The History of Marakkar: The lion of the Arabian Sea

The lion of the Arabian Sea is a familiar story of Mohammed Ali Marakkar aka Kunjali Marakkar IV, a Naval Chief of the Zamorin’s Kingdom of Calicut.

Marakkar Memorial by Indian Navy

Being a historical adaptation, the film visualises 16th century India in a grand style. The article provides the historical background of the Marakkars of Calicut Kingdom, Erstwhile Kerala.

When Constantinople fell into the hands of Ottoman Turks in the 15th century, Europeans lost their trade route in the Middle East and were compelled to explore an alternative route to the East. The arrival of Vasco da Gama, a Portuguese explorer circumfering the Atlantic Ocean to reach Calicut in 1498 changed the course of history.

The monopoly of the trade of Arabs with India came to an end with his arrival. Arabs were long term traders who settled in India in the coastal regions. Islam spread here during Prophet Muhammad’s lifetime. Cheraman Juma Masjid was the first mosque to be built in the Indian subcontinent in 629 AD.

The Kunjali Marakkars of Arabic descent were the hereditary naval chiefs of Zamorin. Four Marakkars organised the first naval defence of the Indian Coast by defending Portugal invasion from 1520 – 1600.

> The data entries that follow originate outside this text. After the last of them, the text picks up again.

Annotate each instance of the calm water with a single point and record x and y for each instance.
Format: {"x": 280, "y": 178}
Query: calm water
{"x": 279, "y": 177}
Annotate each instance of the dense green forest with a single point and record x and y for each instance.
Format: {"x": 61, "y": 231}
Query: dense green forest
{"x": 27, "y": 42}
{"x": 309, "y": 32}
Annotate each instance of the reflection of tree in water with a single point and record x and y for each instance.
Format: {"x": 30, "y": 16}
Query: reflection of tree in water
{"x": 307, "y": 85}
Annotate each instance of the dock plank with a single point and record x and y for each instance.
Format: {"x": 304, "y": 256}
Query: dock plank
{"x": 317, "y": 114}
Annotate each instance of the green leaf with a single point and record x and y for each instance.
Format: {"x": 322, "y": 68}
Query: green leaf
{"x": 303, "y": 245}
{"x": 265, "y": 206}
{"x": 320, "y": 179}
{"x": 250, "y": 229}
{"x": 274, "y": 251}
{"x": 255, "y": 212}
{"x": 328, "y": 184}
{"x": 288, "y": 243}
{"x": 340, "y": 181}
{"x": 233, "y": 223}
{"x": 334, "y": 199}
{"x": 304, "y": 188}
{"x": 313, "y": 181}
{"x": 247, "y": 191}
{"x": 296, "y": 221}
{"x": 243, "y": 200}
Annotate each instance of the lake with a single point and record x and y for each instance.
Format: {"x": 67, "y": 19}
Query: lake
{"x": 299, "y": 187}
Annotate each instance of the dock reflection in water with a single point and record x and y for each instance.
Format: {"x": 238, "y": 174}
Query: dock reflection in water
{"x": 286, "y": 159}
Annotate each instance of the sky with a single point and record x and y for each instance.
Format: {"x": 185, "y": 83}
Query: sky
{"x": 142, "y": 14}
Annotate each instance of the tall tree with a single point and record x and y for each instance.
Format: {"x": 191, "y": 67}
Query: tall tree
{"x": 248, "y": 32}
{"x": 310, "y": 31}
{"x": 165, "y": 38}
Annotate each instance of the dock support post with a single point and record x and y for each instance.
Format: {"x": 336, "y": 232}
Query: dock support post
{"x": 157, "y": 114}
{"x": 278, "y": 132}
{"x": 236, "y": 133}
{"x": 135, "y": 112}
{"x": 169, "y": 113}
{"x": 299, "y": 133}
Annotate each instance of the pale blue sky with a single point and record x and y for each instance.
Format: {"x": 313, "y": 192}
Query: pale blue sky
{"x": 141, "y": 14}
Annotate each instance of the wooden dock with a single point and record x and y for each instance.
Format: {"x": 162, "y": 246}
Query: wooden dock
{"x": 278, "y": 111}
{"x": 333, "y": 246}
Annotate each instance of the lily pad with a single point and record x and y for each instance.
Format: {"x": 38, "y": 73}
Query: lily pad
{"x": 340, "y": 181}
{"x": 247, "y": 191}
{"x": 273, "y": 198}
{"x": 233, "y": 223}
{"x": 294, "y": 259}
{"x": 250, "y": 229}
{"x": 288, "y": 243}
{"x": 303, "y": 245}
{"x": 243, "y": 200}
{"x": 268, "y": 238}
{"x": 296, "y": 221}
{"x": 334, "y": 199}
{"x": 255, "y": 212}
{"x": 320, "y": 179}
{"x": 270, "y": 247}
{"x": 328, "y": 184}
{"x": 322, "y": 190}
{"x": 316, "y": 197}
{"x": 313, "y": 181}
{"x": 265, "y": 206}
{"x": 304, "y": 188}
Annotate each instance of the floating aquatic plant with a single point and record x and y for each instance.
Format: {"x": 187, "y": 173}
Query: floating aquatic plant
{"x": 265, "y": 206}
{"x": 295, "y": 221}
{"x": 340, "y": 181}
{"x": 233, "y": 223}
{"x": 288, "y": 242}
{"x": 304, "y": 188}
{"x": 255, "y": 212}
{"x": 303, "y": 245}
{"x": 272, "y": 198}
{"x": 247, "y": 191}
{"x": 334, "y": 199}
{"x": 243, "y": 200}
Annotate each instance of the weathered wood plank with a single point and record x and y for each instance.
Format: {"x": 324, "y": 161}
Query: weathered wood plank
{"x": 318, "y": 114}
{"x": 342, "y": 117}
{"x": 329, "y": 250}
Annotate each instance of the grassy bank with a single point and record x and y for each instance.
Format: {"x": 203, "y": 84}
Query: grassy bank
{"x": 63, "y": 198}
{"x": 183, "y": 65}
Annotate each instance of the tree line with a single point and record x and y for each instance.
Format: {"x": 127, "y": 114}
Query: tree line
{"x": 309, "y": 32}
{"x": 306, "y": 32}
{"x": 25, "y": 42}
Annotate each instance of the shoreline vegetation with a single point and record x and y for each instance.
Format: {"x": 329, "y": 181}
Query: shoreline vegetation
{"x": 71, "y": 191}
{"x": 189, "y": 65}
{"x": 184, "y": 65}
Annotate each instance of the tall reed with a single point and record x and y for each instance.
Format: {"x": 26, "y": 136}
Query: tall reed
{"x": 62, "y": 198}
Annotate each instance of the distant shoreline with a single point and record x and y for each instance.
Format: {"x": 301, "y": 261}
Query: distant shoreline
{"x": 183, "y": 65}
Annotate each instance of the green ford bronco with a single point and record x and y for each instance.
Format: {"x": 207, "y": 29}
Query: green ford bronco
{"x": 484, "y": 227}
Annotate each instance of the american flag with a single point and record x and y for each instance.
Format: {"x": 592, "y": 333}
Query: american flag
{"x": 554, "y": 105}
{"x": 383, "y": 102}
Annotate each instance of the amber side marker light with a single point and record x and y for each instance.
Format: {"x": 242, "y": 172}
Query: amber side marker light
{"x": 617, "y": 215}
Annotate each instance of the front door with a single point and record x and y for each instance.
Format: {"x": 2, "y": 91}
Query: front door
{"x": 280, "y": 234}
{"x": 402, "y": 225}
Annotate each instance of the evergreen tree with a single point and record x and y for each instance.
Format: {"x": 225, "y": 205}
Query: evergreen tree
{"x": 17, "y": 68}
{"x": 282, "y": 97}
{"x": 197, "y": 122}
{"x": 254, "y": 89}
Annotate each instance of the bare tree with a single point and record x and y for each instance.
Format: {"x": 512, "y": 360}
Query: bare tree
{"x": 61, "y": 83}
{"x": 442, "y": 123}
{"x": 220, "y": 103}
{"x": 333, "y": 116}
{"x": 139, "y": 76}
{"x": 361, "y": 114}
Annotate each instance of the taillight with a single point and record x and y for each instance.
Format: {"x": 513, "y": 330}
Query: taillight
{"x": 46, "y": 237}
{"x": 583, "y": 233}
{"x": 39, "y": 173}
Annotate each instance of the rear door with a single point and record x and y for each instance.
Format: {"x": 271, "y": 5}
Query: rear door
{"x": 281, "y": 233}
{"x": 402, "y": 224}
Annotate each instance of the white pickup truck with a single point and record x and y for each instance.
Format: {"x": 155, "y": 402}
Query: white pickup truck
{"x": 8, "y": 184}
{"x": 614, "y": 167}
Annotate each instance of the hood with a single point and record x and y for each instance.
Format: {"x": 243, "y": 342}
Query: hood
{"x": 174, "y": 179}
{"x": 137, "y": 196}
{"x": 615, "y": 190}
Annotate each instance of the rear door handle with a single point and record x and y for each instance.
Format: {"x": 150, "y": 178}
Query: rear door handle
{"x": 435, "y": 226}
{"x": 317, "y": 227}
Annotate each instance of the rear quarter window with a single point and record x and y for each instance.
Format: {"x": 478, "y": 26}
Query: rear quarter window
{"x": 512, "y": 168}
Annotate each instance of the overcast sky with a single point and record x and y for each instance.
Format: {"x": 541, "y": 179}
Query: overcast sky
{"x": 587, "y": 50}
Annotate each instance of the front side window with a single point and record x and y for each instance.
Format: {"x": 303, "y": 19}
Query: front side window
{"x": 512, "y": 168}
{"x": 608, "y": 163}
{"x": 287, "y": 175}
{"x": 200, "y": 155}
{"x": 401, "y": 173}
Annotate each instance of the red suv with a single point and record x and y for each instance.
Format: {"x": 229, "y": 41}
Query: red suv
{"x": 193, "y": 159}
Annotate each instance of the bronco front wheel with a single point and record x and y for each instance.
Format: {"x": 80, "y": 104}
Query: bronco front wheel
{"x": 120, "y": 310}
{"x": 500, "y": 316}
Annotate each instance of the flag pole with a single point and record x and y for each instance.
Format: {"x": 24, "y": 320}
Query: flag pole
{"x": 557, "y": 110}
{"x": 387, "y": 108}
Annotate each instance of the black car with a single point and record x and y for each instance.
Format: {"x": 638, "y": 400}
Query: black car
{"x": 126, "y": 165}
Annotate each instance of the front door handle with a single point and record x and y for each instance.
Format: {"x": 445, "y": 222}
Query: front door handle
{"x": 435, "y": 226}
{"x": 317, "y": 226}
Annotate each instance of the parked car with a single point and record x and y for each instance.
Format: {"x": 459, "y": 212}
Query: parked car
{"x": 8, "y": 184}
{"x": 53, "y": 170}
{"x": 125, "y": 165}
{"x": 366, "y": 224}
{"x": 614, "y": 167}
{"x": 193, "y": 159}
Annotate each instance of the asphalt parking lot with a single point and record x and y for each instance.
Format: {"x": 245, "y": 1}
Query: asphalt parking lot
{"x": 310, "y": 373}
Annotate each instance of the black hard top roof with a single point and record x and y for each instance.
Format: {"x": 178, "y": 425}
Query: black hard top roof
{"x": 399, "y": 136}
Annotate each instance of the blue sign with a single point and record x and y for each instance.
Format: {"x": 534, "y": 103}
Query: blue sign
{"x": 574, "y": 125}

According to the Portuguese, they were pirates. But Portuguese were the  real pirates doing it with the Portuguese East India Company which had seaport fortresses and trading posts in the Indian territories like Calicut, Cannanore,  Mangalore, Cochin and Goa where they looted the wealth of India by acquiring spices at rock-bottom prices leading to the loss of poor farmers.

Marakkars along with the Zamorin fought against this. Marakkars have a separate fort and four harbours Moutingue (Muttungal), Badara (Vadakara), Chombaye (Chambal), and Cangelotte (Kaniyaram Kottu) under the ambit of Zamorin.

Kunjali Marakkars had war-paroe, a small craft carrying 30 – 40 men who emerge from small creeks and inconspicuous estuaries attacking the Portugal ships and setting fire to them inflicting heavy damage and casualties and safely disperse in the shallow waters.

Indian navy honoured Marakkars who showed their mighty prowess on the Arabian coast by naming the naval air training centre at Colaba, Mumbai as Naval Maritime Academy INS Kunjali II.